这是南阮从未有过的感觉。
从前在骆司宸身边,她也想过去依靠他,想和他闲聊打趣,想和他谈天说地。
但骆司宸在她面前,好像永远都是那个寡言少语的倾听者。
甚至并不在意她做了什么决定,只会说“好”、“你说了算”。
南阮和池沅的飞机刚刚落地,骆司宸才渐渐苏醒。
感受到温暖柔软的床,他几乎以为自己被南阮带进了别墅里。
然而,酒店清冷的装饰瞬间让他清醒过来。
冰凉的药水输入血管,来带一丝丝凉意。
骆司宸却完全顾不上还虚荣的身体,直接扯掉了手背上的滞留针,下床套上外套就往外走。
这时骆母带着几个保镖将他强行压在床上,一个医生帮他重新扎上针。
“骆司宸,你究竟还要闹到什么时候!”
骆母厉声道。
骆司宸动了动手指,轻咳了几声:
“妈,我要去找阮阮,你别拦着我。

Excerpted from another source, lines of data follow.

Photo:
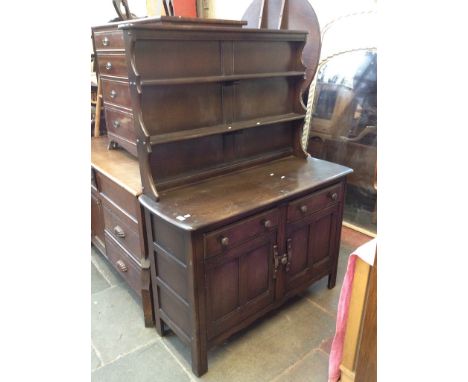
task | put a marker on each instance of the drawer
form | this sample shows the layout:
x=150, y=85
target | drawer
x=109, y=40
x=123, y=142
x=240, y=232
x=314, y=202
x=111, y=192
x=120, y=123
x=116, y=93
x=121, y=260
x=112, y=65
x=123, y=229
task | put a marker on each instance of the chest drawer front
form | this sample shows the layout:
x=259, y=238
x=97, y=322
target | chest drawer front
x=108, y=40
x=112, y=65
x=116, y=93
x=237, y=233
x=120, y=123
x=121, y=261
x=123, y=230
x=113, y=193
x=314, y=202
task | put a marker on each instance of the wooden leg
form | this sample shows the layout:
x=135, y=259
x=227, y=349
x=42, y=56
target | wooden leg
x=147, y=298
x=199, y=358
x=332, y=279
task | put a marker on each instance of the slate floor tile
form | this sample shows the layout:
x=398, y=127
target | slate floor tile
x=312, y=368
x=107, y=271
x=117, y=325
x=151, y=363
x=98, y=283
x=95, y=361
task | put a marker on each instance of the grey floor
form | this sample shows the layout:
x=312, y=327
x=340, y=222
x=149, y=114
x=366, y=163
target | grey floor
x=290, y=344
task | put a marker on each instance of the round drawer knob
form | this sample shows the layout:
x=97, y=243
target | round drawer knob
x=267, y=223
x=119, y=231
x=224, y=241
x=122, y=266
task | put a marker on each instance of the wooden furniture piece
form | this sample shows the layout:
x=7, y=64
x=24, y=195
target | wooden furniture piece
x=293, y=15
x=113, y=68
x=239, y=218
x=359, y=361
x=117, y=223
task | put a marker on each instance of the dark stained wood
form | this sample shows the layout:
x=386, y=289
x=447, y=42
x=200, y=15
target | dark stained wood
x=218, y=117
x=116, y=165
x=222, y=199
x=118, y=226
x=293, y=15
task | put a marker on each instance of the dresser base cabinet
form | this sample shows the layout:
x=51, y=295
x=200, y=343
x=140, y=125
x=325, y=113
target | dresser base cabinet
x=211, y=280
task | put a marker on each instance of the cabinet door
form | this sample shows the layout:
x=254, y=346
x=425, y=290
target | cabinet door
x=239, y=282
x=97, y=220
x=311, y=248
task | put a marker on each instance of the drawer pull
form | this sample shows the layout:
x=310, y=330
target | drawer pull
x=119, y=231
x=224, y=241
x=267, y=223
x=121, y=265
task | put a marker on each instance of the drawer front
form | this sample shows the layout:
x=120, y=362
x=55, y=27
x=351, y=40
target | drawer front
x=116, y=93
x=121, y=261
x=120, y=123
x=108, y=40
x=315, y=202
x=112, y=65
x=123, y=230
x=111, y=192
x=237, y=233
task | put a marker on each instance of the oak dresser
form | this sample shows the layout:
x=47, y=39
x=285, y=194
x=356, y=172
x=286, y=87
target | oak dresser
x=117, y=224
x=239, y=218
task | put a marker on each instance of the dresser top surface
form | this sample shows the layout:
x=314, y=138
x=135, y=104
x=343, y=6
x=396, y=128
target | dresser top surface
x=243, y=192
x=117, y=165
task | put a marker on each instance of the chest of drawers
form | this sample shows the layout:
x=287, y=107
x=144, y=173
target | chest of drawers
x=117, y=224
x=238, y=217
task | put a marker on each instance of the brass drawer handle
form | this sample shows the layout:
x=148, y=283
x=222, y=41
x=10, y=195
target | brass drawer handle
x=267, y=223
x=121, y=265
x=333, y=196
x=224, y=241
x=119, y=231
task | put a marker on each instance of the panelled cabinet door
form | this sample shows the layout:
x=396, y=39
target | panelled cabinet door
x=239, y=282
x=310, y=247
x=97, y=219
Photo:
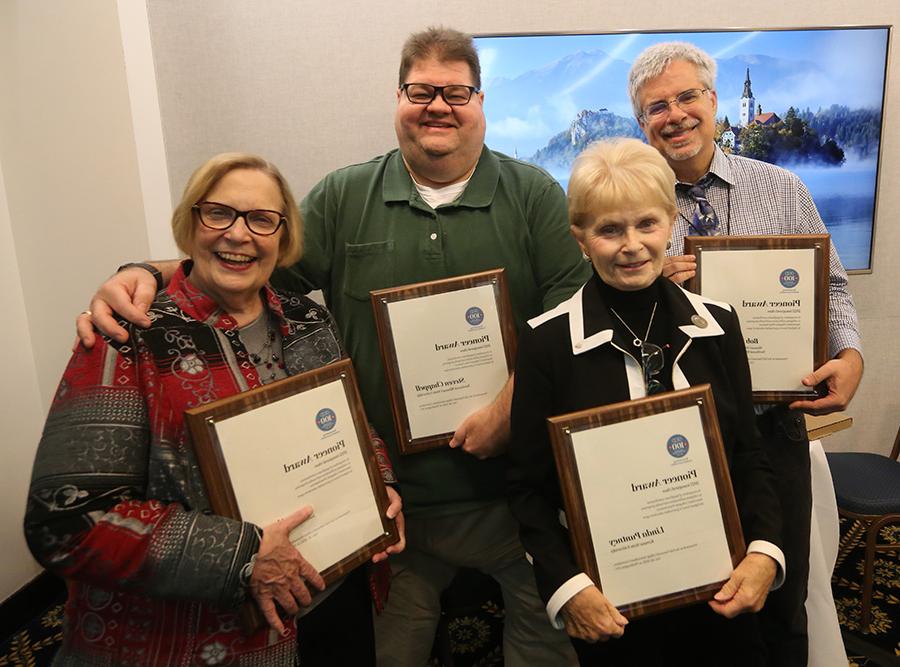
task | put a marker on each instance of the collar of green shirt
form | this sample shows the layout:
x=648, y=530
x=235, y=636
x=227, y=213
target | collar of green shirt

”
骆母恨铁不成钢地甩了他一巴掌,
“清醒了吗?清醒了就老实跟我回去,公司还需要你,就不要再纠缠阮阮那丫头了。”
“为什么?”骆司宸不理解地反问,“你不是也希望阮阮做你的儿媳妇吗?难道你们真的想看到她嫁给别的男人?”
说着,他还试图再次扯掉手上的针头。
骆母失望地闭上眼睛,被气得有些上气不接下气。
她不停地揉着眉心,无力的开口:
“骆司宸,南阮不想嫁给你了,她已经答应我和你爸爸了,要认我们做干亲,两家的关系照旧,以后你该改口叫她妹妹。”